Imajinasi yang selama ini berhasil dibangun oleh prestasi Persiraja akhirnya menjadi bentuk lain pembangunan Aceh yang pada masa awal berdirinya bangsa ini banyak dibangun oleh perasaan senasib sepenanggungan karena dijajah Belanda dan konflik berkepanjangan. Dan nilai itulah yang tergambar dari permainan bola, satu tim bersama bergerak untuk menuju visi yang kolektif tanpa ada kepentingan individu dalam sebuah tim.

Apa yang telah dilakukan Persiraja akhirnya menjadi katup pengaman, poros dari konsolidasi sebuah bangsa yang tercabik oleh kepentingan dan atas sejumlah peristiwa yang belakangan ini telah mengganggu imajinasi bersama kita sebagai bangsa Aceh. Peristiwa itu antara lain terlihat pada perilaku sejumlah elite politik yang korup, kepentingan politk sebagian golongan untuk mencabik-cabik Aceh yang satu, intimidasi golongan dan mementingkan dirinya sendiri sehingga rakyat seperti dibiarkan menghadapi penderitaannya.

Prestasi Persiraja juga telah membangkitkan harga diri bersama sebagai bangsa yang selama ini banyak diganggu oleh “tidak maksimalnya” pemerintah melindungi warganya yang menjadi objek eksploitasi koorporasi kapitalisme di daerah-daerah terpencil dengan dalih investasi atau menjaga kedaulatan wilayah yang akan dicabik oleh kepentingan pusat dan segelintir orang.

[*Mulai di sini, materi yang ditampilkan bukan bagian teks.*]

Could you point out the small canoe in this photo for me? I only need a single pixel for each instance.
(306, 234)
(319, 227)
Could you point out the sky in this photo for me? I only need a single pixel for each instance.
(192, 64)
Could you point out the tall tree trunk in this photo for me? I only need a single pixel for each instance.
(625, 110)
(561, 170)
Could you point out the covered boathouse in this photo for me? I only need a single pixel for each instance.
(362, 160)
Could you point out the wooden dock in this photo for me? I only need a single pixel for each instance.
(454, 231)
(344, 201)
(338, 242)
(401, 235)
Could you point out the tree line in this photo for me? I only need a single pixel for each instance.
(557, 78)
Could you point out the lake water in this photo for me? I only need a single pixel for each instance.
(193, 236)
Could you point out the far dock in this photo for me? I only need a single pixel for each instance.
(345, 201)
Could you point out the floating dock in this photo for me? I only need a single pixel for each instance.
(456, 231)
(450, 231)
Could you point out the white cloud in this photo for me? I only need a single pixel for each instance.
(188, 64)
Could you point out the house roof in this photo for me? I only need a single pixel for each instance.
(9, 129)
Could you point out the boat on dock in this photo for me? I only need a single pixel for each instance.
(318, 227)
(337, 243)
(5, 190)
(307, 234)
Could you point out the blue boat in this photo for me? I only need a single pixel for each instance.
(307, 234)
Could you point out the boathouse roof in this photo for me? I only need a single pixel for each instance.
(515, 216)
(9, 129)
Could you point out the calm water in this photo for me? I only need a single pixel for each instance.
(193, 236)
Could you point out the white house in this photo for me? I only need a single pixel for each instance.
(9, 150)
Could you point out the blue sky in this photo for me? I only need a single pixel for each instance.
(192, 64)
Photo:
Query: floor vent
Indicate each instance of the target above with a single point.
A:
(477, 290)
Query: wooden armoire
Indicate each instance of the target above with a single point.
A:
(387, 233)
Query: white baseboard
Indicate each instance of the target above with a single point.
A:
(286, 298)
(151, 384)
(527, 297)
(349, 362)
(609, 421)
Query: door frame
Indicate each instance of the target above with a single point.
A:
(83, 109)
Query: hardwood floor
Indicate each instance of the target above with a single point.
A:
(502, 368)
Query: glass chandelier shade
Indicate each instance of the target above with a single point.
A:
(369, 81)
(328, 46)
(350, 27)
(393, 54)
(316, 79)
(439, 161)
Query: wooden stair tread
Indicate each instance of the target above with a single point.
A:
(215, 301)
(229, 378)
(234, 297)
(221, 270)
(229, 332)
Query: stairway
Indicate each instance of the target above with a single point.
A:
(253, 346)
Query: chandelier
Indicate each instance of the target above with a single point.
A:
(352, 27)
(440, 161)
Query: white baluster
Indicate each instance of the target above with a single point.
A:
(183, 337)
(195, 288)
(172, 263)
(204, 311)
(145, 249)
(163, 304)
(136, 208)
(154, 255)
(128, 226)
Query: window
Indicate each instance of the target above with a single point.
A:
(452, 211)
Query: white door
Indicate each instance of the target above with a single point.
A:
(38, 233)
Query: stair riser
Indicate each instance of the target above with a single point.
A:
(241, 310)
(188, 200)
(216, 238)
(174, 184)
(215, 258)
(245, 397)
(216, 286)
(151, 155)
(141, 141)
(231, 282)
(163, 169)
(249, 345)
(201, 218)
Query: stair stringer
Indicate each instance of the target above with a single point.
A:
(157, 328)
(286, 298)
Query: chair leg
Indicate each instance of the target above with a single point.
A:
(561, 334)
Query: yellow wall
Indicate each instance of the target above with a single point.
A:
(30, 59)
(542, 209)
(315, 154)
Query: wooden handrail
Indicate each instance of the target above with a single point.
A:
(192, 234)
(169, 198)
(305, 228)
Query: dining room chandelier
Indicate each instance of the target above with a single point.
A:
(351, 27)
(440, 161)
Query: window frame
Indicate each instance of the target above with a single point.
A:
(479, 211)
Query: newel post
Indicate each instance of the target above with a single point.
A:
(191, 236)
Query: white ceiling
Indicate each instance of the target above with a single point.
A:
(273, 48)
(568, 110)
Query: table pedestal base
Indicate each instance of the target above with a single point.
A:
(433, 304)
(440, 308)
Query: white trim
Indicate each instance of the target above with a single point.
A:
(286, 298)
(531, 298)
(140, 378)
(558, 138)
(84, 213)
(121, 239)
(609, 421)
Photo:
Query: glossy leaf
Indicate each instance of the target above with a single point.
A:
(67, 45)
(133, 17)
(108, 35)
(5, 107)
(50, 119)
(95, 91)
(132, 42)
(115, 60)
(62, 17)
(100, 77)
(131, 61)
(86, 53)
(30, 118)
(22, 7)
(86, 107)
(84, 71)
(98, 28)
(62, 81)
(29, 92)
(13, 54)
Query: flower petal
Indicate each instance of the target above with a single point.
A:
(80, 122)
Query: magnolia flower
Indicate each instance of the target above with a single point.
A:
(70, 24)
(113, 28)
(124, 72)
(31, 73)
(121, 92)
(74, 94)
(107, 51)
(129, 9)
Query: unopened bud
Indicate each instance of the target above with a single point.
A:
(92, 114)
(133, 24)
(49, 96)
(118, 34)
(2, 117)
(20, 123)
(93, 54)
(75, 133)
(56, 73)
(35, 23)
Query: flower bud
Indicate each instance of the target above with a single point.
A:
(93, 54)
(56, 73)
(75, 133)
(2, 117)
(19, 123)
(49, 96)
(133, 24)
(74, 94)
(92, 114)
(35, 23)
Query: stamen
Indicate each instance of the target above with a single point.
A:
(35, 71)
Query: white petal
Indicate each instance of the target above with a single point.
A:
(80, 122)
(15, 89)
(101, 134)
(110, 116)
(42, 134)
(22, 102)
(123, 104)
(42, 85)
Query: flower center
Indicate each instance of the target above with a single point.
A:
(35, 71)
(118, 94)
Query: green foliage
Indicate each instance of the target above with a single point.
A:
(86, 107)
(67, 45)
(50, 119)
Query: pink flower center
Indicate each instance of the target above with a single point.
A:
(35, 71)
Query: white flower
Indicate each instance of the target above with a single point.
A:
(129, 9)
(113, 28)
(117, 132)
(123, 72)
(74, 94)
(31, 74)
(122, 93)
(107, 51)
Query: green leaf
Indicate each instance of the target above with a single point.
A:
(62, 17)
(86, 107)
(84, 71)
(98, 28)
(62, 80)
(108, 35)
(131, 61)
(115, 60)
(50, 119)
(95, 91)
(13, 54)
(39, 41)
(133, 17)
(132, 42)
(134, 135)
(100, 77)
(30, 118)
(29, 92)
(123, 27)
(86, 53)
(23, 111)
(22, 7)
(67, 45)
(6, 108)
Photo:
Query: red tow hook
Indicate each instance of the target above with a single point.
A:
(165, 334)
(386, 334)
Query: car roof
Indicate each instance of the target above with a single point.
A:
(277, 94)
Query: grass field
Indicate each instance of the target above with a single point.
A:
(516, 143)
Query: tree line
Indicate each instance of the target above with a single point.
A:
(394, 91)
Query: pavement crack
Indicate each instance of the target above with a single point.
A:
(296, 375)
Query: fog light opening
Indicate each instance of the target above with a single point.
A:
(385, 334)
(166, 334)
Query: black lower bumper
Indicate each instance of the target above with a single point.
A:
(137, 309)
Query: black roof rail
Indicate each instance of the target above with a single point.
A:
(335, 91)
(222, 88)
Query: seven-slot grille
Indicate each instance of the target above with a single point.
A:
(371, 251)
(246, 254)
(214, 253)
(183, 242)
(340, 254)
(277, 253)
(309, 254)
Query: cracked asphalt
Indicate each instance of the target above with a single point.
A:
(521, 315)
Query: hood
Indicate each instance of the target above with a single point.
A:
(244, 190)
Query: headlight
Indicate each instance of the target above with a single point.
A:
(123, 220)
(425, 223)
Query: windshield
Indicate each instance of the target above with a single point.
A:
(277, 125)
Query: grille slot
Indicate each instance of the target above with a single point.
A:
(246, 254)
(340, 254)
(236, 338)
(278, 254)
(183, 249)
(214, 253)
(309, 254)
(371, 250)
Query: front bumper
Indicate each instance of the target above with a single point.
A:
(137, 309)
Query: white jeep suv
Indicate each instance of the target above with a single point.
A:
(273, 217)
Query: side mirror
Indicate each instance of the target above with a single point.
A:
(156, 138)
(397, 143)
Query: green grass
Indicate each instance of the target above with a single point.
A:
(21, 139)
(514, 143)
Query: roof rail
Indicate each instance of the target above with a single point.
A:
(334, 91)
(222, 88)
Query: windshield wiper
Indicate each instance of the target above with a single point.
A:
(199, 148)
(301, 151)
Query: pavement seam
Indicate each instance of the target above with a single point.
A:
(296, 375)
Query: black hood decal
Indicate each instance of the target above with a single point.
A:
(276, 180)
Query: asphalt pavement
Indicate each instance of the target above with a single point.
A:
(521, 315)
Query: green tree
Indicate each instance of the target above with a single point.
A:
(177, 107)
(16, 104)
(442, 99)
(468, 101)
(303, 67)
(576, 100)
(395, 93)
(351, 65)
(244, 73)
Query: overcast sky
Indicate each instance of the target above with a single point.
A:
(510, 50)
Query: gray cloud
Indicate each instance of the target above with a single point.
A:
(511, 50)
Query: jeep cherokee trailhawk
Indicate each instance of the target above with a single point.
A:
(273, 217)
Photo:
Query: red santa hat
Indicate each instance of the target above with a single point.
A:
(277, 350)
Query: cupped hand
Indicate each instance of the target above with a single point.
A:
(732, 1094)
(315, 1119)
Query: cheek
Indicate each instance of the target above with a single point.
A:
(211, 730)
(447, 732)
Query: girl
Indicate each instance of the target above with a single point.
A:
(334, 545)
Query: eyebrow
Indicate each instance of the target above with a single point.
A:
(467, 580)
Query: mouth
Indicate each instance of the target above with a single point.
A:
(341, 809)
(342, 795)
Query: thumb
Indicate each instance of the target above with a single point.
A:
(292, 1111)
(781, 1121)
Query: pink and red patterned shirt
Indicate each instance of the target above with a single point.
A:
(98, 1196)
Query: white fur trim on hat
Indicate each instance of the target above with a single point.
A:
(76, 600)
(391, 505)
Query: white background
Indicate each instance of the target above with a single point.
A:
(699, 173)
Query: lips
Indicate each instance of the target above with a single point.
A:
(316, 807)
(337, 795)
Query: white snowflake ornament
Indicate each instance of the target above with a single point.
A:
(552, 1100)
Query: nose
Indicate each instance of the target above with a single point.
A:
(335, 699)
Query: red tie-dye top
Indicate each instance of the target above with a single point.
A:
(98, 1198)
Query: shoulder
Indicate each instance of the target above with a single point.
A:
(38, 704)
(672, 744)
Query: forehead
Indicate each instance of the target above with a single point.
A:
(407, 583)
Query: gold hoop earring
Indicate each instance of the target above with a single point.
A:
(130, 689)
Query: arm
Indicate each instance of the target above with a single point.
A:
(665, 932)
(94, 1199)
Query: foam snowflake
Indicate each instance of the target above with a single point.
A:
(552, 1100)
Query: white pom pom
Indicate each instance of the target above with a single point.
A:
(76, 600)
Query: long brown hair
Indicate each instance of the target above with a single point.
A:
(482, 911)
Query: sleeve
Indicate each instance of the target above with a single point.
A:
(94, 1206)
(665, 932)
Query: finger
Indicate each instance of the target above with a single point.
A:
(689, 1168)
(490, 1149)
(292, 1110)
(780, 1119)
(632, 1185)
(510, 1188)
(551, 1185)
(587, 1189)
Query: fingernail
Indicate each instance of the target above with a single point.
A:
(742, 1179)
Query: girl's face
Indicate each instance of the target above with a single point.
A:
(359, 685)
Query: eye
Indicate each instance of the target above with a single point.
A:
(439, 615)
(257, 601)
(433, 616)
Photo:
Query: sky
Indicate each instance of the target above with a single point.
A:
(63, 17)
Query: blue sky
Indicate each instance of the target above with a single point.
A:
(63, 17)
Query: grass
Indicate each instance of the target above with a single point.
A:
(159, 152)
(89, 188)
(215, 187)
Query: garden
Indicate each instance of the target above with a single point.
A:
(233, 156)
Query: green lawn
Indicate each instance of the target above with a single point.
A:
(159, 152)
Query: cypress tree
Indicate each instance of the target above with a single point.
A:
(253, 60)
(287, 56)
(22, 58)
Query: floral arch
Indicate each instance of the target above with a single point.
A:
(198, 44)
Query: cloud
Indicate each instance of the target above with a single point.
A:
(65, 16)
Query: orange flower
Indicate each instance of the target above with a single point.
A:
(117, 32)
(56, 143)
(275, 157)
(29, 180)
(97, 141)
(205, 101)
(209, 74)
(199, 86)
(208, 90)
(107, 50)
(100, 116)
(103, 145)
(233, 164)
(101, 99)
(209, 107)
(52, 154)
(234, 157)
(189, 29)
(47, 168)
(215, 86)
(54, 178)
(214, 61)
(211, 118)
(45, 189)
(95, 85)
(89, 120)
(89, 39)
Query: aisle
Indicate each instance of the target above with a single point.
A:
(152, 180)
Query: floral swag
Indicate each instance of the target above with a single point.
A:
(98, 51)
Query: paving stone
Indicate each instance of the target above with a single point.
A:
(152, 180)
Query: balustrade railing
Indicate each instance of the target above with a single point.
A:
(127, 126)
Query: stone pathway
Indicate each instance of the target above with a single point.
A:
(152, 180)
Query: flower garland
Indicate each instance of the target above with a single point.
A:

Akhirnya, masih ada prestasi yang ditorehkan tim sepak bola Aceh yaitu Persiraja. Semoga Aceh bisa menjadi juara di Piala Ti-Phone 2011 dan terus berprestasi hingga masuk ke ranah ISL yang akan bertemu tim-tim tangguh lainnya. Di tengah berbagai masalah Aceh saat ini, tidak banyak prestasi yang dapat membangun imajinasi bersama kita sebagai bangsa Aceh. Padahal, imajinasi bersama itu menjadi guru dari kemajuan sebuah bangsa dan masyarakatnya. Semoga!

* Penulis adalah Mahasiswa Pascasarjana UGM -Yogyakarta.